Fatigue breeds complacency, but so does the apparent absence of threat. Complacency born from the latter is particularly perilous for those of us Down Under who have been relatively unscathed by the coronavirus. It’s something authorities were confronted with in New Zealand over the summer, as the nation’s community outbreak in August faded into distant memory. In late December and early January, the average number of daily COVID-19 tests was about 3,000, well below the NZ Government’s 4,000 tests-a-day target. The Government’s contact tracing app, COVID Tracer, had an average of 522,200 daily scans over December, down from an average of 872,877 in November.
Meanwhile, as Australia grappled with new community clusters from December, the outbreaks were considered a wake-up call, with NSW Health Minister Brad Hazzard attributing the resurgence in his state to “an avalanche of complacency”. “We’re in the middle of a worldwide pandemic,” he said. “The Avalon cluster has served as a very timely reminder that there is no room for complacency.” Ask anyone who experienced Melbourne’s three-month lockdown, one of the world’s longest, and no doubt they’ll warn against actions that could lead to further outbreaks.

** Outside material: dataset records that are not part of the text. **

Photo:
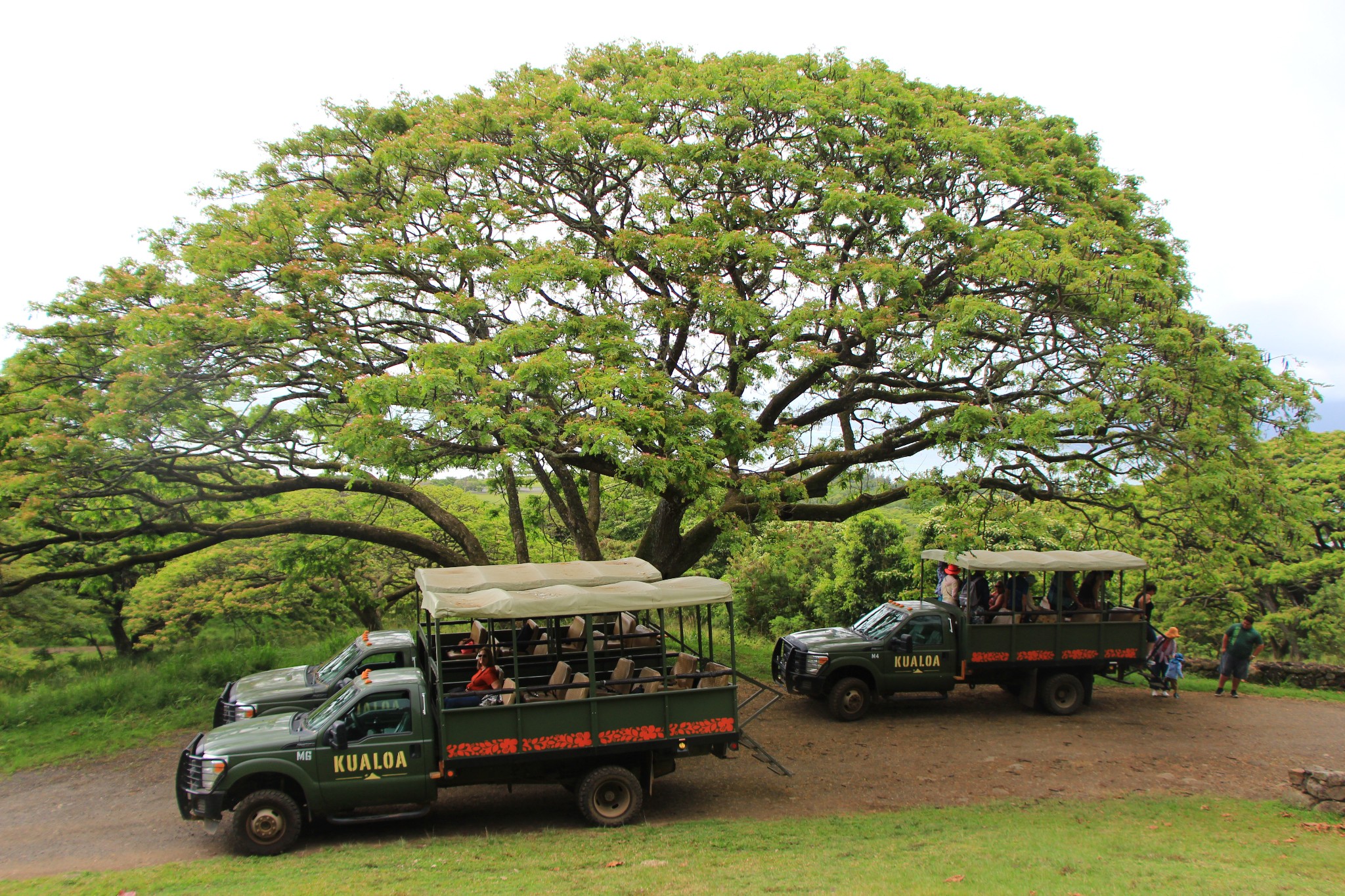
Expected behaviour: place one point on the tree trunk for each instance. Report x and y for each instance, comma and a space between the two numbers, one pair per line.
516, 515
569, 505
370, 614
118, 629
595, 507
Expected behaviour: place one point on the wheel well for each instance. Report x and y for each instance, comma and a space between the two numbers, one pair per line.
850, 672
265, 781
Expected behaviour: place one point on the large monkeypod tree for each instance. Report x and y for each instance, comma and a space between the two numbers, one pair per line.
732, 282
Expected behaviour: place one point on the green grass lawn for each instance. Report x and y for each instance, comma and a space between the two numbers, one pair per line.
91, 707
1133, 845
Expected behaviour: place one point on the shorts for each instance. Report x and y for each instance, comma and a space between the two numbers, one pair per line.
1234, 667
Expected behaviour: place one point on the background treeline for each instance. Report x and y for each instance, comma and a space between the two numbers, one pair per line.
1269, 540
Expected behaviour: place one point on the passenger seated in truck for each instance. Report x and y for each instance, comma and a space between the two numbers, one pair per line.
1063, 593
1020, 589
1093, 589
998, 597
487, 679
975, 597
951, 585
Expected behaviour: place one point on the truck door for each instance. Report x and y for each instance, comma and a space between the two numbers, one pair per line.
929, 661
386, 759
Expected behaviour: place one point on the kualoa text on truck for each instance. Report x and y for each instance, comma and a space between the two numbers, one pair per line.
603, 689
1044, 645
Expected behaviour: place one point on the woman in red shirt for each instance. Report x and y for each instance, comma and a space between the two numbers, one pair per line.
487, 679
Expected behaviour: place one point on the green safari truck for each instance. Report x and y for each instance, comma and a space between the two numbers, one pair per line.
299, 688
607, 706
1044, 654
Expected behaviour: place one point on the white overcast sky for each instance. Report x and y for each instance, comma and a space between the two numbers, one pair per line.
1232, 113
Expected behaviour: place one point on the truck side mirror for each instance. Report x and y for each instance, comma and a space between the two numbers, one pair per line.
338, 735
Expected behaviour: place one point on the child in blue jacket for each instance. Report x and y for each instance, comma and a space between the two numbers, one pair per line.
1172, 675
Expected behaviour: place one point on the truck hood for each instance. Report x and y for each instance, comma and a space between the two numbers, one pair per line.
249, 735
829, 640
276, 684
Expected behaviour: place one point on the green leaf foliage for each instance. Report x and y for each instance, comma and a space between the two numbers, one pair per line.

In the early days of the pandemic, watching toilet paper disappear from the shelves made it seem as though the population was gripped with panic. As the pandemic wore on, complacency revealed itself to be a far bigger threat than such overreactions. Professor Ido Erev, a behavioural scientist and president of the European Association for Decision Making, talked to The New York Times about the danger of complacency back in March 2020.
“Everyone tends to overreact somewhat at the beginning,” he said. “But then, a little experience reverses that sense in most people, and they begin to believe that ‘it won’t happen to me’.” He added that research suggests two problematic trends emerge if you let people decide for themselves how to react: “A majority taking progressively more risks, and a small minority exhibiting panic-like behaviours, buying out supplies.”
So how to combat complacency? Erev’s solution is one that is at odds with the value placed on individualism in American culture, offering insight into the country’s skyrocketing case numbers. “My research highlights the value of rule enforcement, like imposing small fines on people who violate the rules,” Erev says. “Although this kind of policy might violate civil rights, I believe in the context of coronavirus, the benefit is much larger than the cost.”